According to the Institute on Taxation and Economic Policy, Rhode Island stands to recover $118 million in revenue by implementing this measure, which supporters say would effectively close to projected deficit for 2013. RITE is advocating for this recovered revenue to be used to help lower and middle-income Rhode Islanders.

In 2006, the state implemented the alternative flat tax, which benefited mostly high-income Rhode Islanders. Although supporters of the tax breaks claimed they would create jobs and spur economic development, critics say that six years later, the state’s unemployment rate stands at 10.9%. RITE said the additional revenue could be used to increase funding to struggling cities and towns, lower property taxes on hard-working, less-fortunate Rhode Islanders and small businesses, restore cuts to critical programs that help our most vulnerable citizens, stop increases in tuitions at our state colleges and universities, and repair our roads and bridges.

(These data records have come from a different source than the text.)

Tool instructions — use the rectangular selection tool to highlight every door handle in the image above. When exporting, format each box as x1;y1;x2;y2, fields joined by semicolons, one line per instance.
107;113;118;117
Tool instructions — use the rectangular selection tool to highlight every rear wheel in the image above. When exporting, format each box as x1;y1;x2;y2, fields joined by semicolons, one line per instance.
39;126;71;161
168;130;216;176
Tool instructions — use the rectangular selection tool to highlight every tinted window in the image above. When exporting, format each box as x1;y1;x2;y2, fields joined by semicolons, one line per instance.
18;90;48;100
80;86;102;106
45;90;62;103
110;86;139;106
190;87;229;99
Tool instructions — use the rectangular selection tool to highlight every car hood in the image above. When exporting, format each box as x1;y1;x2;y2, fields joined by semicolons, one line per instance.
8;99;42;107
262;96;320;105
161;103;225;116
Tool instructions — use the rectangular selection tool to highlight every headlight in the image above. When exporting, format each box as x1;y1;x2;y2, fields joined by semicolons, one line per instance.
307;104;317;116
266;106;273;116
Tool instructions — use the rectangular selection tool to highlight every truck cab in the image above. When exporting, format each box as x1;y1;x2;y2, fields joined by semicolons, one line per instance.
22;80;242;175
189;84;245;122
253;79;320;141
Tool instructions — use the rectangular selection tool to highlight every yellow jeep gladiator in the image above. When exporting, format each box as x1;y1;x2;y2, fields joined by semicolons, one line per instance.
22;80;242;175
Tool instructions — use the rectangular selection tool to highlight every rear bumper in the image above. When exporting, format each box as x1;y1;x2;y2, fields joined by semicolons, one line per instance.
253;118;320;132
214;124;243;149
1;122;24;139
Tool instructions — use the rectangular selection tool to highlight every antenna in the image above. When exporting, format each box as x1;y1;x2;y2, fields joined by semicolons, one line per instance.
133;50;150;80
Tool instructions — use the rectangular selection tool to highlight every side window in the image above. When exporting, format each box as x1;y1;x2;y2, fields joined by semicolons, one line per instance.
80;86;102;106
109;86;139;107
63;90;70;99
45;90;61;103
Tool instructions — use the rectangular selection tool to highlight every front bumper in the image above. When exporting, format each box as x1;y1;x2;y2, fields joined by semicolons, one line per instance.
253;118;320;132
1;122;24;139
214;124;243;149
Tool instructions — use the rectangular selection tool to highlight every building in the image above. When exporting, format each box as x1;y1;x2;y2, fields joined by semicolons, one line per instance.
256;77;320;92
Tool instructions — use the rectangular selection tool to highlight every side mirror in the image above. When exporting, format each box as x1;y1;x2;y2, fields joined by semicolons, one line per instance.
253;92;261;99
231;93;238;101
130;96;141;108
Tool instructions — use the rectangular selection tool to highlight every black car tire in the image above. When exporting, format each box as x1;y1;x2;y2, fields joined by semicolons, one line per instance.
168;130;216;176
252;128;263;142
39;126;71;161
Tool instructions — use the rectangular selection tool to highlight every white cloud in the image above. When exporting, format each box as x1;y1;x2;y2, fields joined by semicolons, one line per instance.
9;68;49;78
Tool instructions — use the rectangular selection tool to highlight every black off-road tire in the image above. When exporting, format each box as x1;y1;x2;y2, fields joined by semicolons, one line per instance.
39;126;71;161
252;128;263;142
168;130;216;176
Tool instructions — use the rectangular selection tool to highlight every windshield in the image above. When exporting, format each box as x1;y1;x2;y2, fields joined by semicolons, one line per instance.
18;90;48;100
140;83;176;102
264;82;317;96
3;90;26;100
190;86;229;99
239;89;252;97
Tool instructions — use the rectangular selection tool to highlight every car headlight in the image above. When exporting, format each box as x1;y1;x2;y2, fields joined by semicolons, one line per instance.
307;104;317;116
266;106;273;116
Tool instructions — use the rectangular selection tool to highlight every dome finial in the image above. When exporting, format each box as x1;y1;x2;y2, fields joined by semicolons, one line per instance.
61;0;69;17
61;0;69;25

Pawtucket Mayor Donald Grebien, the only Mayor that has signed on in support of the legislation so far, pointed to Central Falls and other struggling cities and towns and said the bill could be beneficial to municipalities

“Cities and towns across Rhode Island are struggling, and one major reason for this is the years of ongoing funding cuts by the state," Grebien said. "With this legislation, enough money would be raised to restore some state funding to cities and towns and allow mayors and other municipal leaders to ease the property tax burden on our constituents. Rhode Island’s regressive property taxes are some of the highest in the country. We can’t keep strangling lower and middle-income Rhode Islanders with more and more property taxes while we continue to give tax breaks to those who need them the least.”

New Study: Moderate Tax Increase Will Not Hurt State

In conjunction with the campaign kickoff, a new study citing the benefits of increasing taxes on the wealthy was released by The Economic Progress Institute and economist Jeffrey Thompson of the Political Economy Research Institute,

The paper, titled, Raising Revenue from High-Income Households in Rhode Island, looks at decades of evidence and clearly finds that such income taxes effectively raise substantial revenue, without risk of harm to a state’s economy.

“There’s a lot of politicized rhetoric about what could happen if states moderately raise their tax rates for their wealthiest citizens," Thompson said. "But the reality, based on very clear data, is that the end result will be more revenue in the state coffers to pay for public services. None of the scare stories—people fleeing the state, people stopping work, or not starting new businesses—have been shown to happen in the past, or are likely to happen now. Wealthy households have reaped vast benefits from state and federal tax codes for decades now, and to look to them now for much-needed revenue is sound policy.”